3.3 … St Augustine, following St Paul, i.e. via a deliberate misinterpretation, blamed the adam for starting imperfection (i.e. sin, Hebrew: chatta’ah, Greek hamartia, both meaning ‘missing the mark’). However, discrete forensic examination of the Adam & Eve fable (indeed, the fable is an oracle with at least 8 solutions) reveals that the Hebrew national deity, Yahweh, screwed up first when He made the adam ‘alone’ (i.e. as a monad), and which He decided was ‘not good’. The process of life, hence of uncertainty and unpredictability, the sine qua non of random interaction and fractal elaboration required to generate true contact/strike (hence realness and so on), emerged only after Yahweh had been forced to create the woman as helper against (Hebrew: ezer ke.neg.do) because the adam had rejected the animals created for him to serve as counterparts. In short, both St Paul and St Augustine lied about the origin of original (i.e. fundamental) imperfection (i.e. sin).

 

Warning

Don’t confuse the notion (and/or experience) of ‘perfect’ with the after-affects of becoming perfect (i.e. as notion or experience), such as realness/truth, freedom, joy and so on.(1)
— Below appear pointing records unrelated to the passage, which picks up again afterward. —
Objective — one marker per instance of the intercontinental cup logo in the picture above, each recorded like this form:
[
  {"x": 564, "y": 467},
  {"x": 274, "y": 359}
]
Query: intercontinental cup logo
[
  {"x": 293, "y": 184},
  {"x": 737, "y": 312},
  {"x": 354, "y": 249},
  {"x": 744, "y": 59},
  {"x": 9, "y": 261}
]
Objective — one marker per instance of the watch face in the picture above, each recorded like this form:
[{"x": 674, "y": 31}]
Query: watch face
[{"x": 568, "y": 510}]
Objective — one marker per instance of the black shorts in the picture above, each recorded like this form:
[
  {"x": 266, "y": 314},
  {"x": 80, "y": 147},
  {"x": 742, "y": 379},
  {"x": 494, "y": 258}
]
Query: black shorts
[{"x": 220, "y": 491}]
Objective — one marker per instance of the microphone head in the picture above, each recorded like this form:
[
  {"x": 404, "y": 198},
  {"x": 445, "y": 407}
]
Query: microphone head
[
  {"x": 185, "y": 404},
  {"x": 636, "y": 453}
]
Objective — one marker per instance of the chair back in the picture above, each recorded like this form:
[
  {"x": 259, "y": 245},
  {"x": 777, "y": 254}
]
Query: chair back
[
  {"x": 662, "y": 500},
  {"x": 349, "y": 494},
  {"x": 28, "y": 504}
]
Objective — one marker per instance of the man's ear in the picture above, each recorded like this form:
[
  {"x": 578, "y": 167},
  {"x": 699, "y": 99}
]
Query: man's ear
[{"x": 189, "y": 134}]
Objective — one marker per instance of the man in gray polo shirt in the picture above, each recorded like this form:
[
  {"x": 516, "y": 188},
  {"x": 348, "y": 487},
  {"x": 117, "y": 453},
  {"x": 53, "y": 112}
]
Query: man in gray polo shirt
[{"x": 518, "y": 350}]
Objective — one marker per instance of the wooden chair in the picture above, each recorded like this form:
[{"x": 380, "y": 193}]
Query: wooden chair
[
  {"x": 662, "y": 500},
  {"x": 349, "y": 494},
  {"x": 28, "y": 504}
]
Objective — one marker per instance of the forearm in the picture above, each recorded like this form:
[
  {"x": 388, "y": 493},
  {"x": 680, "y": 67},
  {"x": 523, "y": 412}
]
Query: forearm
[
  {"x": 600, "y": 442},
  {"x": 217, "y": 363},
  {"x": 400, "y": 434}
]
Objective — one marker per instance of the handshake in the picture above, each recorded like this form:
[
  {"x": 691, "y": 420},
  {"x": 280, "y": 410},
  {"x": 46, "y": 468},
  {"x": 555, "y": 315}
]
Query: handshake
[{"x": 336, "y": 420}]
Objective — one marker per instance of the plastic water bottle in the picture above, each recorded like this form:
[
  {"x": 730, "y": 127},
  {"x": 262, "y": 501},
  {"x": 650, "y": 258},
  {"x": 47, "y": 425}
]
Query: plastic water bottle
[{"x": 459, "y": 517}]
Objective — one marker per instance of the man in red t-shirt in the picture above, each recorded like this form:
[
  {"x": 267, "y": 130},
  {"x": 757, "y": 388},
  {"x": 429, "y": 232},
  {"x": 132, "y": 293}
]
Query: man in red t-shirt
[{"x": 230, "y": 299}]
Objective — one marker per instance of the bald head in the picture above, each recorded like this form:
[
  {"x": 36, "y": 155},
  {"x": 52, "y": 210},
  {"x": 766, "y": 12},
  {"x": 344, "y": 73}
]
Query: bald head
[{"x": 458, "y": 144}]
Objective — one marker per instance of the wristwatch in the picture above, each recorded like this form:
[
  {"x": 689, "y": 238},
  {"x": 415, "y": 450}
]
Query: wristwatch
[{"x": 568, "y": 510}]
Abstract perfection ideals, i.e. universal or cultic ‘bests’ to be achieved, emerged both in ancient India and Greece.(2) The notion of an unsurpassed, permanent ‘best’ or ‘good’ somewhere out there or in there was eliminated by Einstein’s relativism (3) on the one hand and Planck’s quantum absolutism on the other.

If your guru/teacher/ruler talks of perfection, i.e. of an unsurpassable ‘best’ state of perfection to be achieved, he is conning you.(4) All states save the bit are imperfect.

 

 

1.  This is a beginner’s error. However, the error is often deliberately installed in the neophyte by a religious cult official to disguise the religious belief is absurd fiction.

2. Ideals such as ‘the Good’, ‘the True’, the whole of maths and so on are Greek philosophical rubbish. Such ideals were, and still are, the invention of adolescent absolutist idealism. During the midlife crisis, and which is a failure to grow up, such adolescent ideals resurface as intense yearnings.

3. Einstein ‘proved’ (i.e. claimed), as did numerous ancients, including the Buddha, that all limits (save final death, ending or stopping, i.e. pari-nirvana) were relative, i.e. that there was (or is) no absolute limit. Planck appeared to prove Einstein wrong with his theory of the quantum.

4. He or she is inducing you to develop trance.